Little children do this. I do not know why, but they just get stuck on something that we do not think is important when it really is important to them. So that little girl said again that night, “Daddy, why would they not let Jesus in their house?" Well, nothing else seemed to work so he finally just said, “I guess they were mean and mad,” and that seemed to make sense to her, and that was the end of the conversation. But he went to bed that night and could not get that out of his mind, and he lay in bed and tossed and turned. Finally, as it began to work on him, he began to think more seriously about that picture and began asking himself, “Why will I not let Jesus come into my heart?”

Sometimes it takes strange things like that to make an impression on us. But why would you keep Jesus our of your life? Is it because you are mean and mad? Is there any good reason not to let the loveliest person who ever lived enter your life and try to make something beautiful out of it? What are you making of your life? You are making a temple or you are making a tomb. Is you heart filled with lovely things and with goodness and the love of God that overflows in kindness toward others, or is your life totally dominated with selfishness and self-centeredness and interest only in yourself?

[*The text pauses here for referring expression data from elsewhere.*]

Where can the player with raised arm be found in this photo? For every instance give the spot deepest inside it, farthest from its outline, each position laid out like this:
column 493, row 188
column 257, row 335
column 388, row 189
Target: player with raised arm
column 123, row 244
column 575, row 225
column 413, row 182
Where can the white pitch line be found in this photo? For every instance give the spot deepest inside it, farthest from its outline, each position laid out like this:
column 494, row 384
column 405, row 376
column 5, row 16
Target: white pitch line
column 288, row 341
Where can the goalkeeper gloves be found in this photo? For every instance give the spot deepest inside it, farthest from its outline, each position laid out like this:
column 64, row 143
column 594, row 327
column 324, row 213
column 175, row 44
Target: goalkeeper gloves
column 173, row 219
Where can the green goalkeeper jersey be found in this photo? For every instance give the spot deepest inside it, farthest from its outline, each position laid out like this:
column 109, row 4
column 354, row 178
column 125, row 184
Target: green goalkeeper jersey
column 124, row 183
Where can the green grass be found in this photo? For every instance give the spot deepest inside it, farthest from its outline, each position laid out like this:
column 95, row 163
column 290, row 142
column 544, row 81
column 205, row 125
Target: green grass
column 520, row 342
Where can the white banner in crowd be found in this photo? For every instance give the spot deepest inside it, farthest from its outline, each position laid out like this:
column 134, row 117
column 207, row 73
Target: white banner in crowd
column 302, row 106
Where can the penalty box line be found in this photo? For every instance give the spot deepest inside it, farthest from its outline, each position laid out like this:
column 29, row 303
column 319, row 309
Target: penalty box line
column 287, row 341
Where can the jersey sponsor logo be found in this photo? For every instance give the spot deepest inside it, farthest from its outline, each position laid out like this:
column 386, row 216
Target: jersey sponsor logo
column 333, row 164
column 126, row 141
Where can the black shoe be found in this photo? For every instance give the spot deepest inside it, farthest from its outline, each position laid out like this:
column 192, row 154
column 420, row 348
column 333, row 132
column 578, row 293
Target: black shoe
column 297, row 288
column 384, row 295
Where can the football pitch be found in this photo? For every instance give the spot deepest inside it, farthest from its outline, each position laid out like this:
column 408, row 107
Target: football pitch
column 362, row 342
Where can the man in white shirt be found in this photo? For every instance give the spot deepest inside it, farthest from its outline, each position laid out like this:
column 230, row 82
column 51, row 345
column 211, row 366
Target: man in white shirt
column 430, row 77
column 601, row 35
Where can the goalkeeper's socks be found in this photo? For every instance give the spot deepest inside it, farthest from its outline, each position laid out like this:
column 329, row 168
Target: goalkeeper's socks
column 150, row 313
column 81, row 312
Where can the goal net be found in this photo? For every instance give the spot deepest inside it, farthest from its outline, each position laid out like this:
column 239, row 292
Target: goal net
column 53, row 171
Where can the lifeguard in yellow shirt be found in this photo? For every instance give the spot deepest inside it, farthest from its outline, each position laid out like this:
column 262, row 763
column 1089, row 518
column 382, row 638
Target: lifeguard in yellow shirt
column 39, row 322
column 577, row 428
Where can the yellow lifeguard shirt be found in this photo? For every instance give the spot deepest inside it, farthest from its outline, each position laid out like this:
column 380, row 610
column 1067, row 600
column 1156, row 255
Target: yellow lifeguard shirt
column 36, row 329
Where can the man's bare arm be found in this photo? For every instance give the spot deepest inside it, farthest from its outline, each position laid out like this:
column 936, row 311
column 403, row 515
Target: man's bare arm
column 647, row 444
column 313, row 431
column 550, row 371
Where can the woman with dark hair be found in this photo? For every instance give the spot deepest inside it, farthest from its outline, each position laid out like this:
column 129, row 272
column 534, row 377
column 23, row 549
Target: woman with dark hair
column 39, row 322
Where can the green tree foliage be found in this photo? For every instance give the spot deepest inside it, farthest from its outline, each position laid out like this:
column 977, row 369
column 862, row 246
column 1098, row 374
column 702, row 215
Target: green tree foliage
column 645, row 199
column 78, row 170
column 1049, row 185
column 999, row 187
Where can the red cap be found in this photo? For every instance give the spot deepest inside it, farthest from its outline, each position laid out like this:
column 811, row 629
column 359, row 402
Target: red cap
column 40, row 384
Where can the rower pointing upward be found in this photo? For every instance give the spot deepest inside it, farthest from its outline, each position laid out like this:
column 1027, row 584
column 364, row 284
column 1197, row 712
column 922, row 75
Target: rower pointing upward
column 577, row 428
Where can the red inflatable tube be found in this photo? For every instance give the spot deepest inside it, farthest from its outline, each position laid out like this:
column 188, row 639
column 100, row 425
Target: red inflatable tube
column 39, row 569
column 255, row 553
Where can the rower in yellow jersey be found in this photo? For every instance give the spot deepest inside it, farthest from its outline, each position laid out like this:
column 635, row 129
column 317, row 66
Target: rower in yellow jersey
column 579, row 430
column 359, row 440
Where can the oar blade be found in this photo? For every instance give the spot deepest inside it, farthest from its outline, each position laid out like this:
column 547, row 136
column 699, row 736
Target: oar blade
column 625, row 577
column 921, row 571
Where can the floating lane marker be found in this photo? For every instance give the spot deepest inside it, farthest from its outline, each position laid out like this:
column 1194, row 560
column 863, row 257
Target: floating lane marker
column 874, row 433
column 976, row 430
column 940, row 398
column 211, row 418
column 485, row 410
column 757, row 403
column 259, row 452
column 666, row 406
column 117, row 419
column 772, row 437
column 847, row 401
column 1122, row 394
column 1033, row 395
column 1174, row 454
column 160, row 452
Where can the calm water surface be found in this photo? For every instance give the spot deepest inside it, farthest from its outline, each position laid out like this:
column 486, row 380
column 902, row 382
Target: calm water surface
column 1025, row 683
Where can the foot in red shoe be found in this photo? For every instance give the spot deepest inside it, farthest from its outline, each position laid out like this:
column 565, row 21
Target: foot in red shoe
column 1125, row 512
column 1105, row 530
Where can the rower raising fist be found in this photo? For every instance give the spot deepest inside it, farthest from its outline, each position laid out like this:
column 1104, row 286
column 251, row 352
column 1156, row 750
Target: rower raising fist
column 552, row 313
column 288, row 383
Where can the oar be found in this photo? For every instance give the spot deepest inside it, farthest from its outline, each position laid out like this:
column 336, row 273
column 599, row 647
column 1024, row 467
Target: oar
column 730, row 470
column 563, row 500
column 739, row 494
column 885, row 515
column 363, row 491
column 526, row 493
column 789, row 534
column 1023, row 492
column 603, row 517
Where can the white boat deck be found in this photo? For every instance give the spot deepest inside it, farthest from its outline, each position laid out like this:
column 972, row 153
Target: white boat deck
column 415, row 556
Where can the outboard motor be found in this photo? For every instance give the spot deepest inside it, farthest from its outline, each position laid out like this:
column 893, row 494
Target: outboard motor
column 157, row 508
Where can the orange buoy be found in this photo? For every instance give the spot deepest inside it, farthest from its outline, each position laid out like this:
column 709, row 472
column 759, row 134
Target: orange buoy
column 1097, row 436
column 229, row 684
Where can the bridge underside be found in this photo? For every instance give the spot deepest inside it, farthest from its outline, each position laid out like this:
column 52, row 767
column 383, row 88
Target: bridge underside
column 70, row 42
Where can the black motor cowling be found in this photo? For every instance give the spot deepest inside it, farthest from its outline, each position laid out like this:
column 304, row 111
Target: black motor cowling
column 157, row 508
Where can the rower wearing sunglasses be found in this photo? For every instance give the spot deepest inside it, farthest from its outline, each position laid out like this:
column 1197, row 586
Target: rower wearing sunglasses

Jesus continues to stand at the door and knock and we continue to refuse to allow Him to come in. But, hopefully, we are like those that Jesus speaks of: “To him who overcomes I will grant to sit with Me on My throne, as I also overcame and sat down with My Father on His throne” (Revelation 3:21). Think of that. Jesus Christ wants to take you and to bring you to the throne where He sits with His Father, Almighty God. He invites you to sit down there and share a place at home with Him where you shall reign with Him forever and ever. Would you shut Him out of your life? He invites you to Him, and we encourage you to believe on Him, repent of your sins, be baptized, and begin that great life that never ends.